I thought about setting up a bridge MySQL instance with triggers that create a message queue, then reuse our existing Java DAOs to do the heavy lifting (they know how to read/write either SQL Server or MySQL). But, that quickly gets invasive and brittle.

My next thought was a lightweight wrapper around the mysqlbinlog program which does essentially what the MySQL replication threads do: reads a portion of the binlogs, persists its current position, then replays the statements.

Then I thought, “well, if we’re doing that, why not just reuse MySQL’s replication code and build something around that core?”

You can see the hole I’m getting myself into.

Are there better strategies? Are there (free or commercial) tools that can replay replication logs on a MSSQL Server instance?

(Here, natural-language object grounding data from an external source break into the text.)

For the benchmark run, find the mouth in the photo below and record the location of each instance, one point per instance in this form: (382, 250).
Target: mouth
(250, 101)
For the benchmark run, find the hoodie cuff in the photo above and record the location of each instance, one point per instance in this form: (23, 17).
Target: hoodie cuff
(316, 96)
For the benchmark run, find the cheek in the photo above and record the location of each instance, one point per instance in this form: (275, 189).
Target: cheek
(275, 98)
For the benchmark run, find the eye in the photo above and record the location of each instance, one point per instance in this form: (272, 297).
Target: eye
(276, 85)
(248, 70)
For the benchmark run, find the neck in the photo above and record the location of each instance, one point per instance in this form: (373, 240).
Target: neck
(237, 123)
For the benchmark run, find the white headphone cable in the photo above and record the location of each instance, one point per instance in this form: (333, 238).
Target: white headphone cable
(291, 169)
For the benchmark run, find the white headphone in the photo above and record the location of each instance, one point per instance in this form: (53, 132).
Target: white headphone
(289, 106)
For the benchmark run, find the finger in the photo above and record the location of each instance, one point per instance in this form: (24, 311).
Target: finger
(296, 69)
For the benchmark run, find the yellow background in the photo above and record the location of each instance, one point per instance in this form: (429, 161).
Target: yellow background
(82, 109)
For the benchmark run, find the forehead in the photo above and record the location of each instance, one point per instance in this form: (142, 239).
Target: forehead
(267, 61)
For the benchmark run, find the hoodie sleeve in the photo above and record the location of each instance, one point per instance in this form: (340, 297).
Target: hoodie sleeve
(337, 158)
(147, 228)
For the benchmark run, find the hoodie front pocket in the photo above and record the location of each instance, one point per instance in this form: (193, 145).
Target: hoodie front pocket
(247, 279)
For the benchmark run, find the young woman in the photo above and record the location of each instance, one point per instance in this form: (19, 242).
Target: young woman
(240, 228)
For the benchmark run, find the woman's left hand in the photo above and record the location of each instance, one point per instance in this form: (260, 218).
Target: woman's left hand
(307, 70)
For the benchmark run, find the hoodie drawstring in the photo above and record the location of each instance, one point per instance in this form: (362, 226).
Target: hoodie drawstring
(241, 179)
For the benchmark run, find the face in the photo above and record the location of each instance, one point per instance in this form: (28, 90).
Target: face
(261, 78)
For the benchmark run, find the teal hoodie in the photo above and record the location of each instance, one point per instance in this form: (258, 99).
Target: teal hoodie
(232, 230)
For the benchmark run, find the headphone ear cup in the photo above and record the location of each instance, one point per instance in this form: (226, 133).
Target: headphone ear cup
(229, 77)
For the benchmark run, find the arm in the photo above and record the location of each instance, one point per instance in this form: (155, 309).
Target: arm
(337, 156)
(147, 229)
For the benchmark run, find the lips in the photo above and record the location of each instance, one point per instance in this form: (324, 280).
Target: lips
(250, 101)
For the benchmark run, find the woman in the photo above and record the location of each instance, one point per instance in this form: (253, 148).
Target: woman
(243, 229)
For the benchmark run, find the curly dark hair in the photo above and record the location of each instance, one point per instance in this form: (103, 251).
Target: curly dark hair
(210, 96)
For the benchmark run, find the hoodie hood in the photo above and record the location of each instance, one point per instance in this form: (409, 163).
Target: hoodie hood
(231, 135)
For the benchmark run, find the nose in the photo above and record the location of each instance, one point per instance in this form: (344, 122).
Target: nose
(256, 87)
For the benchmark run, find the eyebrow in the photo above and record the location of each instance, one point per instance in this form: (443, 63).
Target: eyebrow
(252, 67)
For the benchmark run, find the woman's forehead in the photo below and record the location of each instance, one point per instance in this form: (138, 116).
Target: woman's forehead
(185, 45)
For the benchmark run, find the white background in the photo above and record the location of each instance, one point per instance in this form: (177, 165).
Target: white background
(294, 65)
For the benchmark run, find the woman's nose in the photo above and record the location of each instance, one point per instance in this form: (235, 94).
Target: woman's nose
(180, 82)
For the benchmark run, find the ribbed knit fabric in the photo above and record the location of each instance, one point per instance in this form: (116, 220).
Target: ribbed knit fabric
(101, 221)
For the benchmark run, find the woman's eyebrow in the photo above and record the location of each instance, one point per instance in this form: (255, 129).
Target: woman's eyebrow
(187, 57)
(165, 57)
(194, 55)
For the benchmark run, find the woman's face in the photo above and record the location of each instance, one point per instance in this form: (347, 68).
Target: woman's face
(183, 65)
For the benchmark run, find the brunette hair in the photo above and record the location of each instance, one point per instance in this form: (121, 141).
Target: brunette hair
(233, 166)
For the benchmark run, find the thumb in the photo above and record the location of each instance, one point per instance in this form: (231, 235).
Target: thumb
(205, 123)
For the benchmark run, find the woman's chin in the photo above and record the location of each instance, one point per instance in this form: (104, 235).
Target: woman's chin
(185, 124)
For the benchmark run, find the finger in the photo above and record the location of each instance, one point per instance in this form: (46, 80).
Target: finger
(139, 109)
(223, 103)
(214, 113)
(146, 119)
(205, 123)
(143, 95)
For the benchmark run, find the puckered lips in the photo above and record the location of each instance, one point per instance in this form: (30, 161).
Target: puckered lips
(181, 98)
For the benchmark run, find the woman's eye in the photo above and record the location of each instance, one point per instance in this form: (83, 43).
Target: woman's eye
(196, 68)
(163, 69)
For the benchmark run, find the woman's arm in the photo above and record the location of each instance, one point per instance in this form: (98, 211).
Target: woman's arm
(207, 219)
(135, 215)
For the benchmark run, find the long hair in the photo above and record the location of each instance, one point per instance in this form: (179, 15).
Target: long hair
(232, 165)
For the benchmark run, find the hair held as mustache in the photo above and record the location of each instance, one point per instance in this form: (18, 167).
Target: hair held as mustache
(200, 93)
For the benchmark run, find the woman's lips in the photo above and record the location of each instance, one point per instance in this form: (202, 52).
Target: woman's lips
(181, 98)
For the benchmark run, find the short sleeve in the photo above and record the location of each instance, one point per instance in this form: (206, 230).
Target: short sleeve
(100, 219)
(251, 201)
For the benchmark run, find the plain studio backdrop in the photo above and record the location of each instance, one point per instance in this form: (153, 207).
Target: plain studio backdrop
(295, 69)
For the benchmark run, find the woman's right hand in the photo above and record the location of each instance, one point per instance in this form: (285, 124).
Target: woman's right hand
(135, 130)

The lightweight Perl/Python wrapper seems the best solution. Anybody have experience with something like this (for SQL Server or otherwise)?

April 14, 2008

MySQL Conference ’08, Day 0: DRBD & Real World Scaling

Posted in Conferences tagged , at 11:06 pm by mj

Today was tutorial/workshop day. It’s good to be back. This year, the Santa Clara Convention Center is undergoing a bit of construction, and so the large green yard has been torn up. Too bad. Having lunch on that lawn on a nice Bay Area afternoon is hard to beat. Instead, we’re limited to the pool area (still nice), or an indoor area.

My morning tutorial was Florian Haas and Philipp Reisner’s Hands-on Introduction to High-availability MySQL and DRBD.

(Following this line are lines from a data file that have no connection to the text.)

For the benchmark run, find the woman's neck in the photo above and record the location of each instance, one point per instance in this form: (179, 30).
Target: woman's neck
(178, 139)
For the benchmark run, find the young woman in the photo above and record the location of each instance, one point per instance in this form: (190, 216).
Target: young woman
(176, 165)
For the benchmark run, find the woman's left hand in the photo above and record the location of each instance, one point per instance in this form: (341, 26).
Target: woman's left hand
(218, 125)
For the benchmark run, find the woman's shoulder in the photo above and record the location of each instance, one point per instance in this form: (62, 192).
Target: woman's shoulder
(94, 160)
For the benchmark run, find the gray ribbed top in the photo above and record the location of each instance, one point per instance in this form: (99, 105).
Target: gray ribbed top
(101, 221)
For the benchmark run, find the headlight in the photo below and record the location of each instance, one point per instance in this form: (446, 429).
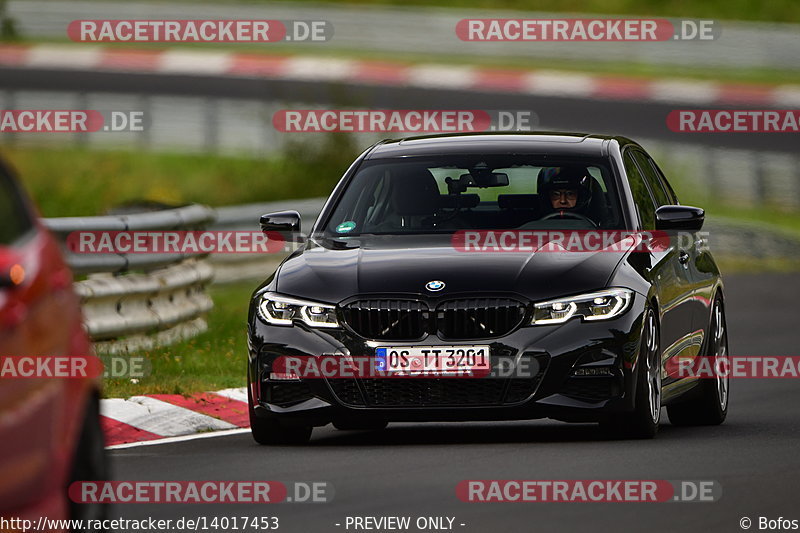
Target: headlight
(282, 310)
(599, 305)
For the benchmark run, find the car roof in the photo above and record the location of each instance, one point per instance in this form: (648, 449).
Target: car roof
(550, 143)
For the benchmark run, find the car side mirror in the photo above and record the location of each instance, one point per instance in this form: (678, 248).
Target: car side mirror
(283, 221)
(679, 217)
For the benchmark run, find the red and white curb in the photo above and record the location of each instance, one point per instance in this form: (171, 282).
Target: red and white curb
(157, 417)
(429, 76)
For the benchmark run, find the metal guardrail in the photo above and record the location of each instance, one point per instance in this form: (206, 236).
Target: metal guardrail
(230, 268)
(138, 301)
(133, 304)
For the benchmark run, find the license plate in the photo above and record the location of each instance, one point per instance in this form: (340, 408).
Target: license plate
(432, 360)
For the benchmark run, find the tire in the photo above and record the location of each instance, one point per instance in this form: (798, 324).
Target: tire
(270, 432)
(708, 403)
(642, 422)
(374, 425)
(90, 462)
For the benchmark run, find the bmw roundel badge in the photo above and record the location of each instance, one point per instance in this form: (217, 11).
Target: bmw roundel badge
(435, 285)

It’s hard to read any MySQL blogs and not have heard about DRBD in some capacity, but somehow I’ve totally missed picking up any details about it. This really was a good introduction, with a combination overview of what DRBD is and what it’s good for, and walking through multiple examples of configuring and operating DRBD (including failure scenarios).

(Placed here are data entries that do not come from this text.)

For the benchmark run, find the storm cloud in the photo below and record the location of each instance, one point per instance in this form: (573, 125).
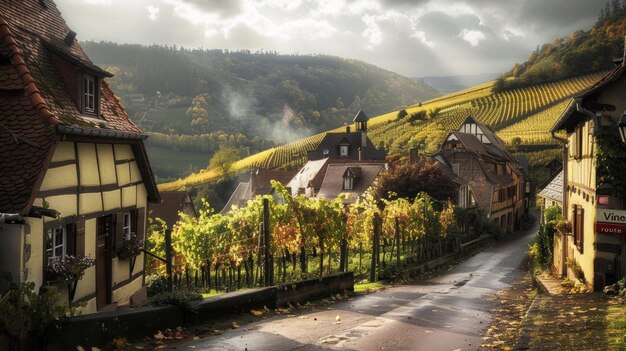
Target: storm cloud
(413, 38)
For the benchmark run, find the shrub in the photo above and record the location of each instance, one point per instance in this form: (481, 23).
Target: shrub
(182, 299)
(26, 315)
(156, 284)
(66, 269)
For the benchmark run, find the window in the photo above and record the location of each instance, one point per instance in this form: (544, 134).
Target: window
(348, 183)
(576, 147)
(126, 226)
(56, 242)
(578, 227)
(343, 150)
(89, 94)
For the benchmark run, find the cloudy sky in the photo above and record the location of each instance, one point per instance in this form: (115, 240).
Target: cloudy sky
(411, 37)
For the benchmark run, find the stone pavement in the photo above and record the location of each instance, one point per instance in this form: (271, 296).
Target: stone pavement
(558, 321)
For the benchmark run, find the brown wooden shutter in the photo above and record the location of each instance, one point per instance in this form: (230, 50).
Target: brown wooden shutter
(140, 223)
(70, 238)
(80, 238)
(581, 223)
(119, 232)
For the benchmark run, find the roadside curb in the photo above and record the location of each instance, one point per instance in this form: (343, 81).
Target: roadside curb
(523, 338)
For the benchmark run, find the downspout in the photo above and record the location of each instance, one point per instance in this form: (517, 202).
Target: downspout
(563, 268)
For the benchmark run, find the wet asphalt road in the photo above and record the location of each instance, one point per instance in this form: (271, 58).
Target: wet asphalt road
(446, 312)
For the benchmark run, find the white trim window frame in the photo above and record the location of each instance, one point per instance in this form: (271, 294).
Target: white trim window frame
(90, 94)
(343, 150)
(127, 225)
(348, 183)
(56, 246)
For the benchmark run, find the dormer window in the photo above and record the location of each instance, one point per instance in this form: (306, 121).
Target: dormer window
(89, 95)
(348, 182)
(344, 150)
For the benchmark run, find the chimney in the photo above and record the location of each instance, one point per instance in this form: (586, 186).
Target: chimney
(69, 38)
(413, 154)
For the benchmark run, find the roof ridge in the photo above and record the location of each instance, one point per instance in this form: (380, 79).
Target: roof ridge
(28, 81)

There were two big take-aways for me.

First, DRBD replicates block devices, and operates beneath the file system. The downside to this is only one server can mount the file system at a time. Thus, DRBD is only useful in “hot standby” scenarios. This was a little disappointing to me.

Second, failing over to the standby is not a task for DRBD, but for a cluster manager like Heartbeat. During a failover, the cluster manager mounts the file system on the (newly promoted) master, fsck’s the file system, and then starts DRBD. This is potentially slow for a large file system, and thus is not guaranteed to have near-zero downtime during the transition.

Overall, it was a good presentation, and the way they played off each other kind of reminded me of some of Peter and Heikik’s presentations. (This is a good thing.)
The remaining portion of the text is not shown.